Malicious D strain a little less than malicious P1 strain a little less than the above-mentioned kind duck parvovirus and kind duck source goose parvovirus is applied to kind preparation method of the tiny vaccine of duck:
(1) MPV-P1 strain propagation, by the 1% synchronous inoculation kind DEF (MDEF) of cultivating liquid measure, 37 ℃ of rotating and culturing to cytopathies reach more than 75%, results MPV-P1 cell toxicant with MPV-P1 strain kind poison.
(2) GPV-D strain propagation, by the 1% synchronous inoculation kind DEF (MDEF) of cultivating liquid measure, 37 ℃ of rotating and culturing to cytopathies reach more than 75%, results GPV-D cell toxicant with GPV-D strain kind poison.
(3) viral level TCID
50Measure, MPV-P1 and GPV-D are to a kind duck embryo fibroblast monolayer TCID50 difference>=10
-4.5/ 0.1ml and>=10
-4.0When/0.1ml is above, can be used for preparing vaccine.(4) vaccine preparation adds the lyophilized vaccine lyophilize with MPV-P1 and GPV-D after by 1: 1~1.5 mixed and forms.

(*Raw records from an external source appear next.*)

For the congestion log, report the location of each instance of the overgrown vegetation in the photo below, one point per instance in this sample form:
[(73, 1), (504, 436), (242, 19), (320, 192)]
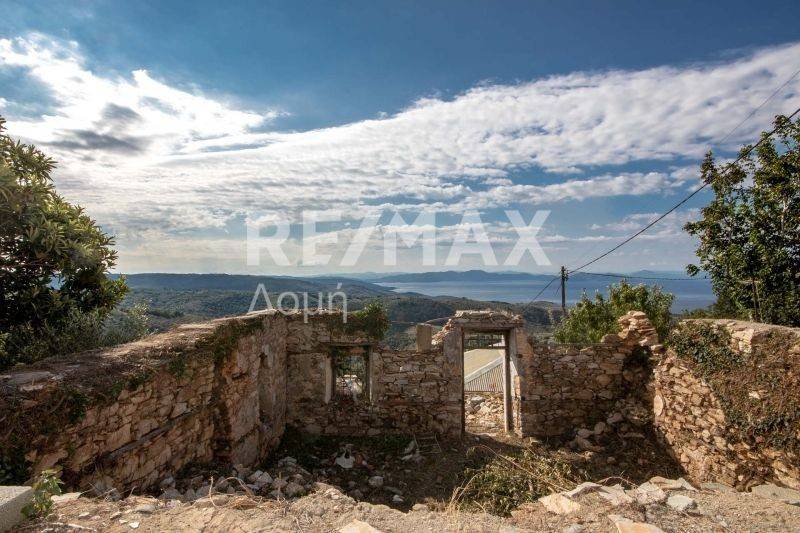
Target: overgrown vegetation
[(590, 319), (54, 260), (757, 392), (371, 320), (44, 488), (502, 483), (750, 232)]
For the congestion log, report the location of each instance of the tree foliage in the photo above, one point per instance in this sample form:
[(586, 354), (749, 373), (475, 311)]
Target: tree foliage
[(750, 232), (53, 257), (589, 320)]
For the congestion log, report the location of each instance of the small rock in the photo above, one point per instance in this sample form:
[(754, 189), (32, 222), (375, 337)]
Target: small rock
[(146, 508), (585, 445), (772, 491), (559, 504), (66, 497), (637, 527), (671, 484), (615, 495), (717, 487), (293, 489), (345, 460), (681, 503), (583, 488), (648, 493), (615, 418), (357, 526)]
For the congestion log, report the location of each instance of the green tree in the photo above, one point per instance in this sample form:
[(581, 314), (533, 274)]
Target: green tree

How reducing production costs and improving immune effect is the gordian technique that the present invention will solve, and for this reason, the present invention further takes following measure:
(1) cell culture fluid: get 0.5% newborn Chinese liquid and add equivalent DMEM liquid, include each 100 units/ml of 3% calf serum, penicillium mould and Streptomycin sulphate, and with 7.5%NaHCO
3Accent pH is 7.4-7.6.
(2) kind DEF preparation: get and hatch well-developed kind of duck embryo of 17 ages in days, on the ovoscopy lamp, use the stroke discharge chamber.Place on the incubator tray, use 75% alcohol disinfecting eggshell air chamber, aseptic taking-up embryo again with 2% tincture of iodine earlier; Decaptitate, four limbs and internal organ, put into the glassware of sterilization, use Hank ' s liquid washing idiosome; Be cut into 2~3mm with the scissors of sterilizing and organize fritter, pour in the sterilization triangle digestion bottle, use Hank ' s liquid to wash again 2~3 times; (each embryo 8~10ml) is placed on that stirring at low speed left standstill 5 minutes after 30 minutes on constant temperature (37 ℃) magnetic stirring apparatus to add 37 ℃ 0.25% pancreatin; Tissue block is avaled, and the upper strata cell suspension is poured in the 500ml sterilization vial, and vial places ice bath.Tissue block in the digestion bottle adds 0.25% an amount of pancreatin again, the samely repeats to digest 3~4 times, when tissue block is flocculence, promptly stops digestion.Cell suspension in packing 250~500ml sterilization centrifugal bottle (pipe), in centrifugal 15~20 minutes kinds of 4 ℃~8 ℃ low speed (800~1000 rev/mins), is abandoned supernatant after filtering with 4 layers of sterile gauze.The cell precipitation piece of each centrifugal bottle; The nutrient solution that contains 5% calf serum with 3~5ml dispels; Collect in each centrifugal bottle (pipe) spissated cell suspension in the 100ml vial; Count every milliliter and contain cell count, with cell culture fluid the concentrating cells suspension is diluted to every milliliter and contains 150~1,800,000 viable cell.Subsequent use.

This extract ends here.